Public radio station in New Jersey

WNJN-FM (89.7 FM) is a radio station licensed to Atlantic City, New Jersey. The station is owned by WHYY, Inc., and simulcasts the public radio news and talk programming of WHYY-FM in Philadelphia, Pennsylvania.

==History==

The station was formerly owned and operated by the New Jersey Network (NJN). NJN's radio network began operation May 20, 1991, when WNJT-FM in Trenton signed on. Eight other stations would be established over the following seventeen years.

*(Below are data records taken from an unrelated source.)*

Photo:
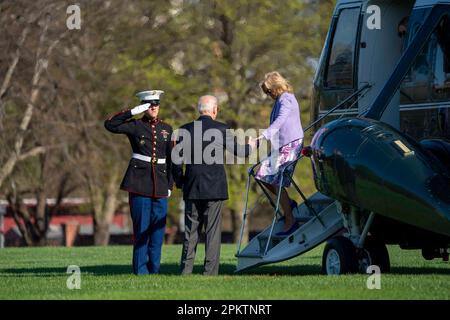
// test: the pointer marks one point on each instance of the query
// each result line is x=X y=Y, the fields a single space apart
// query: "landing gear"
x=339 y=257
x=374 y=253
x=342 y=257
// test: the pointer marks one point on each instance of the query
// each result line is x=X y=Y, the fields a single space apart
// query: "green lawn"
x=40 y=273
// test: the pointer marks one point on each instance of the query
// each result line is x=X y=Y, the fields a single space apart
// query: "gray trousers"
x=200 y=213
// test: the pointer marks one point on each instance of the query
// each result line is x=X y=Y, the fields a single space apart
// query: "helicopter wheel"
x=339 y=257
x=374 y=253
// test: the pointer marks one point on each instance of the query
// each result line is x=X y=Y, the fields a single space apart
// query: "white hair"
x=206 y=104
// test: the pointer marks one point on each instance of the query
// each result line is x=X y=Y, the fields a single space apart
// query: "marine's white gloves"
x=140 y=108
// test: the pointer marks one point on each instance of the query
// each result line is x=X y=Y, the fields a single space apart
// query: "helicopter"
x=380 y=151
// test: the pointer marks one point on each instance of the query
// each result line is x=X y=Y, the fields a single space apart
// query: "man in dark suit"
x=202 y=144
x=148 y=178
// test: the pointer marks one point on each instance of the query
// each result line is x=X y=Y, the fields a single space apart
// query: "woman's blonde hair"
x=275 y=82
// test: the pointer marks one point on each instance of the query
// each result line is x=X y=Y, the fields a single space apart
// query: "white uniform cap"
x=149 y=95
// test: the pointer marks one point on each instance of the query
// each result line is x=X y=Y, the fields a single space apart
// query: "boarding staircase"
x=319 y=216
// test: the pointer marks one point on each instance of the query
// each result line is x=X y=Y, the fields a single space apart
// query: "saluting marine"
x=148 y=178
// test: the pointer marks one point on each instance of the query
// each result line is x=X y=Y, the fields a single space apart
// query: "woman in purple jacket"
x=286 y=136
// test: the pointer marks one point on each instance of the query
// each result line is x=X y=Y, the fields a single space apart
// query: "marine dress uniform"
x=148 y=179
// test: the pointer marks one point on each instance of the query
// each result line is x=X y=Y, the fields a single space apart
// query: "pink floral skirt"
x=271 y=168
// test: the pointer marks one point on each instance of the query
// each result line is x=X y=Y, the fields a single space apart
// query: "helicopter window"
x=428 y=80
x=425 y=91
x=341 y=59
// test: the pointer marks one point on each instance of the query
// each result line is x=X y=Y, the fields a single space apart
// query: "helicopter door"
x=337 y=78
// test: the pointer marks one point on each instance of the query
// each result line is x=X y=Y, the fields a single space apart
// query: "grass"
x=40 y=273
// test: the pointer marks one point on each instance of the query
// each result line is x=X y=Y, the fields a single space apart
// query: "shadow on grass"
x=166 y=269
x=225 y=269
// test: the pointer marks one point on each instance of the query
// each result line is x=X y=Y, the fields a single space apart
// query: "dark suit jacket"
x=205 y=180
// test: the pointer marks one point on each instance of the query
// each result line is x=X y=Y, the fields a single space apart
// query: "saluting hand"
x=140 y=108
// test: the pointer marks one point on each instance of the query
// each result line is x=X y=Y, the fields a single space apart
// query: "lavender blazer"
x=285 y=125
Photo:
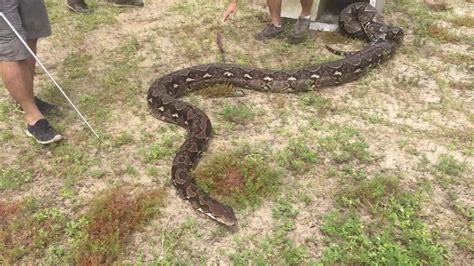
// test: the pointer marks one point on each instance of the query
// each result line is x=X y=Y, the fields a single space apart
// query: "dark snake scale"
x=359 y=20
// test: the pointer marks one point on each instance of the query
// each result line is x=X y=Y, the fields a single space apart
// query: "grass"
x=100 y=235
x=393 y=233
x=298 y=157
x=276 y=247
x=240 y=177
x=238 y=114
x=377 y=171
x=12 y=178
x=27 y=228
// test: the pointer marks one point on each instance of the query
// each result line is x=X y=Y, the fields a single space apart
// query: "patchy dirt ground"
x=376 y=171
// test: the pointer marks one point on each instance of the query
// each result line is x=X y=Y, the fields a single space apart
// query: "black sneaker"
x=45 y=107
x=124 y=3
x=270 y=31
x=300 y=28
x=78 y=6
x=43 y=132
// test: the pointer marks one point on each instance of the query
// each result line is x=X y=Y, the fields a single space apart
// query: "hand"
x=230 y=11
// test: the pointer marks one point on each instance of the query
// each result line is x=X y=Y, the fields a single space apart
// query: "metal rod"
x=49 y=75
x=220 y=45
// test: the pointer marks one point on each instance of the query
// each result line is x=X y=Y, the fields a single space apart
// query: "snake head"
x=222 y=213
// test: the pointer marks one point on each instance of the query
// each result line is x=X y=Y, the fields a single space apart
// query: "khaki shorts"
x=30 y=19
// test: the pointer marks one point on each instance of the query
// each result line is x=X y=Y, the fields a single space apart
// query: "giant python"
x=358 y=20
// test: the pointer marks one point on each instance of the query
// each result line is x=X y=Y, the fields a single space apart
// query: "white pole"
x=47 y=73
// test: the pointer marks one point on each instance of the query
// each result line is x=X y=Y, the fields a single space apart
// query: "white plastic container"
x=325 y=13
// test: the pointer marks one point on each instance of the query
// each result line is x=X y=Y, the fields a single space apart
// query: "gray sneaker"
x=300 y=28
x=78 y=6
x=270 y=31
x=124 y=3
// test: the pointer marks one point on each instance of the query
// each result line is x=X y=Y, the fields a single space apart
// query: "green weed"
x=297 y=156
x=13 y=178
x=240 y=177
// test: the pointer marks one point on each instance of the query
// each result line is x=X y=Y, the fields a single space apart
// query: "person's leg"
x=274 y=28
x=31 y=61
x=18 y=80
x=274 y=6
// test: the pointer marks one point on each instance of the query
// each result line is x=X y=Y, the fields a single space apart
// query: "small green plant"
x=240 y=177
x=13 y=178
x=448 y=165
x=100 y=235
x=297 y=156
x=27 y=229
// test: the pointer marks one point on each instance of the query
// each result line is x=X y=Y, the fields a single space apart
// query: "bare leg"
x=306 y=7
x=31 y=61
x=274 y=6
x=18 y=79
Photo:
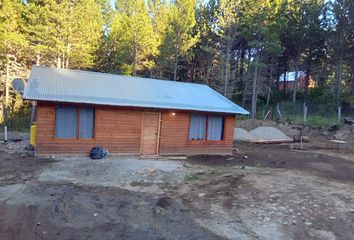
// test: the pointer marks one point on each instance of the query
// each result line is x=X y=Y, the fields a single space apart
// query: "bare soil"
x=262 y=192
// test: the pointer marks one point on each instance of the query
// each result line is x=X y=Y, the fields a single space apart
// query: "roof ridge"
x=113 y=74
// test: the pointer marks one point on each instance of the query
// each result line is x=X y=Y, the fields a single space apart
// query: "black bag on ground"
x=97 y=153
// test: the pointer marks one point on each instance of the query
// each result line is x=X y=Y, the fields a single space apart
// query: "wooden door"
x=150 y=134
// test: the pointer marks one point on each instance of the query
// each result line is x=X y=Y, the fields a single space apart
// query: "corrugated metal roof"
x=64 y=85
x=290 y=76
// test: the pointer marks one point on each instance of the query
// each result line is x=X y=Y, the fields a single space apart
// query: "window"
x=86 y=122
x=72 y=122
x=206 y=127
x=66 y=122
x=215 y=127
x=197 y=128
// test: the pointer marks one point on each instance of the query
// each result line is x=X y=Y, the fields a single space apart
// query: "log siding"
x=119 y=130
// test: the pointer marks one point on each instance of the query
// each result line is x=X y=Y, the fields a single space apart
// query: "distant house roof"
x=290 y=76
x=64 y=85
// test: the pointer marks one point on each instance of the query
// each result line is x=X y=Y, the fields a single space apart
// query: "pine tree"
x=132 y=37
x=179 y=37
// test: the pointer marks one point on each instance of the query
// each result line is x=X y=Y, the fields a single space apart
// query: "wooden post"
x=6 y=101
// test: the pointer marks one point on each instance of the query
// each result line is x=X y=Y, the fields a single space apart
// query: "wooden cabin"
x=77 y=110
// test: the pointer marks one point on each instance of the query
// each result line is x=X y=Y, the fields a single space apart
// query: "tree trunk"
x=227 y=66
x=284 y=78
x=295 y=80
x=306 y=87
x=176 y=66
x=58 y=61
x=352 y=79
x=6 y=110
x=339 y=75
x=254 y=89
x=38 y=59
x=207 y=74
x=135 y=61
x=270 y=81
x=241 y=68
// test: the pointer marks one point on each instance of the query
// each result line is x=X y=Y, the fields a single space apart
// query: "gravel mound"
x=241 y=134
x=260 y=134
x=268 y=133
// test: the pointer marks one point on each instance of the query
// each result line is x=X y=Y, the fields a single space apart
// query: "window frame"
x=78 y=123
x=206 y=129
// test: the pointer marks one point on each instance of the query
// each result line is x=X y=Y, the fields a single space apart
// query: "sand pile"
x=260 y=134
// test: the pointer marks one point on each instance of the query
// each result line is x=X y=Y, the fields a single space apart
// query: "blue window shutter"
x=86 y=122
x=65 y=122
x=215 y=127
x=197 y=127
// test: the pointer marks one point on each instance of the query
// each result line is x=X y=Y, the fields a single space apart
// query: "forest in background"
x=239 y=48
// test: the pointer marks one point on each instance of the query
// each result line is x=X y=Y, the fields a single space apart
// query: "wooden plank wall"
x=174 y=136
x=119 y=130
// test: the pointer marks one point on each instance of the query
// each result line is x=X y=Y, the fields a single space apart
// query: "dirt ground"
x=262 y=192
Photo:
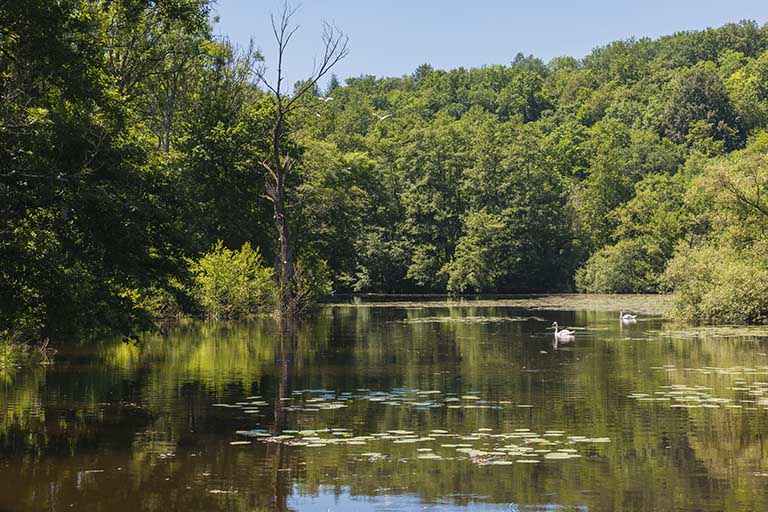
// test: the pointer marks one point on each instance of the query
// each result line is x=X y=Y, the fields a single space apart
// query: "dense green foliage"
x=131 y=141
x=233 y=284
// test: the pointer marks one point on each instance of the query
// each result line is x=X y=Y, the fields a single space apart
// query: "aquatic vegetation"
x=483 y=446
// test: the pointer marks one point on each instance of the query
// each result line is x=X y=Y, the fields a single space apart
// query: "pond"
x=429 y=405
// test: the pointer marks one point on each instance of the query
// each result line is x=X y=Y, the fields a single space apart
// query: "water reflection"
x=133 y=427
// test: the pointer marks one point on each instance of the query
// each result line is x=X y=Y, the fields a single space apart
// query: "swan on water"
x=564 y=333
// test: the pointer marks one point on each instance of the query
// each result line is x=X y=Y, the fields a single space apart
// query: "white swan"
x=564 y=333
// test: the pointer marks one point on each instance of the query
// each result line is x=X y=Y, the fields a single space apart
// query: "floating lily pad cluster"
x=315 y=400
x=469 y=319
x=745 y=395
x=483 y=447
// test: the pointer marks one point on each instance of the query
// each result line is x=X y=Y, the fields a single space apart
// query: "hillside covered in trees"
x=131 y=140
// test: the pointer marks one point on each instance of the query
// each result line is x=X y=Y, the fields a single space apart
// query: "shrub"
x=233 y=284
x=313 y=280
x=627 y=267
x=718 y=284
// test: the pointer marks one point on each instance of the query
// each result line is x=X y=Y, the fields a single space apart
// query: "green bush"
x=718 y=284
x=313 y=280
x=626 y=267
x=233 y=284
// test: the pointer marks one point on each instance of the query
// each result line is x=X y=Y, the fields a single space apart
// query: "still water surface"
x=399 y=406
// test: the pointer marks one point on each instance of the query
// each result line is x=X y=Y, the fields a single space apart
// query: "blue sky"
x=391 y=38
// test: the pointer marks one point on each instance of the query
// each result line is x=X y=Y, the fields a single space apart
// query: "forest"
x=132 y=175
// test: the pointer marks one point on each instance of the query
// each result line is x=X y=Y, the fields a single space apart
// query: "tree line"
x=133 y=141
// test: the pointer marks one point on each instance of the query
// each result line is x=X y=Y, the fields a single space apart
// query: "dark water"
x=625 y=417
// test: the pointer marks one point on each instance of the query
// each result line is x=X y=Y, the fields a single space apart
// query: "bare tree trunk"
x=278 y=169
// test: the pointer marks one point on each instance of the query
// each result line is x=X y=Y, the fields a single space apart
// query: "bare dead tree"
x=279 y=166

On June 6, 2011, the New Jersey Public Broadcasting Authority agreed to sell five FM stations in southern New Jersey to WHYY. The transaction was announced by Governor Chris Christie, as part of his long-term goal to end State-subsidized public broadcasting. WHYY assumed control of the stations through a management agreement on July 1, 2011, pending Federal Communications Commission (FCC) approval for the acquisition; at that point, the stations began to carry the WHYY-FM schedule.